Belgian scientist Frederic Depypere has created a chocolate capable of not melting even when exposed to heat. His idea was born not in his native Belgium, known for its frequent rainfall and not-so-warm temperatures, but in distant Shanghai, where he was at a scientific conference 5 years ago.

It was there that he found out first hand how quickly the delicious treat can turn into a thick sludge, when exposed to high temperatures. Depypere's idea for developing a chocolate dessert that doesn't melt was not so much related to the comfort of consumers but with the economical possibilities.

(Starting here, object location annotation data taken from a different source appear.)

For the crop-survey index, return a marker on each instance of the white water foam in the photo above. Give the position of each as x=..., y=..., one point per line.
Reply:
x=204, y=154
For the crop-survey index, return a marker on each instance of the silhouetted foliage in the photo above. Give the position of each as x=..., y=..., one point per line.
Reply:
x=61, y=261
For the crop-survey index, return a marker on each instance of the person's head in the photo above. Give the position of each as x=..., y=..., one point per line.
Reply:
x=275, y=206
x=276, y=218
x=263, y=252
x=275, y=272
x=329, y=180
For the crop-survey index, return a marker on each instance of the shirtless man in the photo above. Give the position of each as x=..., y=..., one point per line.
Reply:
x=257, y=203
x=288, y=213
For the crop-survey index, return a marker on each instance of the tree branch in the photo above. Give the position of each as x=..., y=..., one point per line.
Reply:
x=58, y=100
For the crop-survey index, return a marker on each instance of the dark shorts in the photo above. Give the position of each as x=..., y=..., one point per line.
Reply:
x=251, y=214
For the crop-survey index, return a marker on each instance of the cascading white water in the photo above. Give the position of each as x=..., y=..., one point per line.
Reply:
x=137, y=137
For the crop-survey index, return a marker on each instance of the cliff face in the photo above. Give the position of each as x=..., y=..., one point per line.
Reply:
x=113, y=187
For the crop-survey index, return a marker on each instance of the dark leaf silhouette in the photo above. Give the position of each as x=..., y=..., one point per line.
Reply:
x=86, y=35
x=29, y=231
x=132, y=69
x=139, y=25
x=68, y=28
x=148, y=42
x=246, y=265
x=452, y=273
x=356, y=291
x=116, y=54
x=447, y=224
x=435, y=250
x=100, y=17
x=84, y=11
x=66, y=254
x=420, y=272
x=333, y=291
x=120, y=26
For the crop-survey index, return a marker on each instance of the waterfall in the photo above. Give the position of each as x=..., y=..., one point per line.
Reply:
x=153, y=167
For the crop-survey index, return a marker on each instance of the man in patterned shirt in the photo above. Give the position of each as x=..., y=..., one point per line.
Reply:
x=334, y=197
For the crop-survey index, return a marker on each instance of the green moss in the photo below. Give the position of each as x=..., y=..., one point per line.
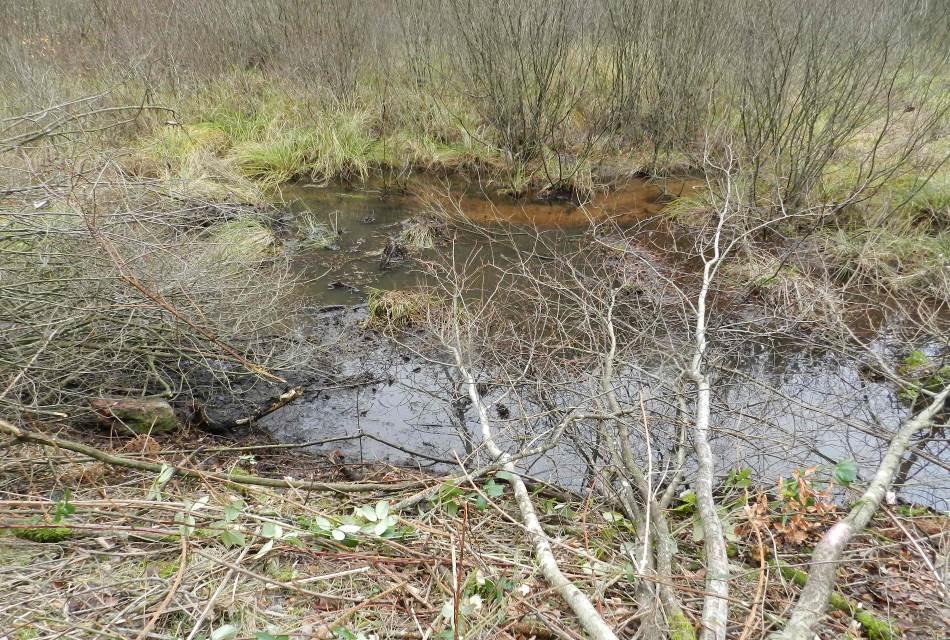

“I thought if we want to bring a product to countries like China or India, we need to change something, ” said the scientist, head of research at one of the largest chocolate producers in the world, Barry Callebaut, quoted by Bloomberg.

5 years after they began their research, Depypere believes they are finally ready to market a chocolate that can't melt in the hands of consumers but only in their mouth.

Currently, the developed product remains completely unaffected even at temperatures of 100.4°F (38°C). His goal is for the new product to be able to endure temperatures of up to 107.6°F (42°C).

Eating Chocolate

Depypere is in a rush to put the new chocolate out on the market since several other leading companies in the industry are also working to do the same. The industry is aiming to find a way to potentially make billions in countries with a warmer climate.

Initial analyses show that if companies are able to make a quality chocolate that does not melt at high degrees, the market for the tasty product in the Asian Pacific region, Latin America, Middle East and Africa will grow by more than 50%, reaching as much as $48 billion by 2019. Economists are estimating a market growth of barely 15% in Europe and North America for the same period.

Research for developing a chocolate that doesn't melt has been ongoing for more than 4 decades. At the moment there are nearly 90 similar patents, most of them made in the past 10 years.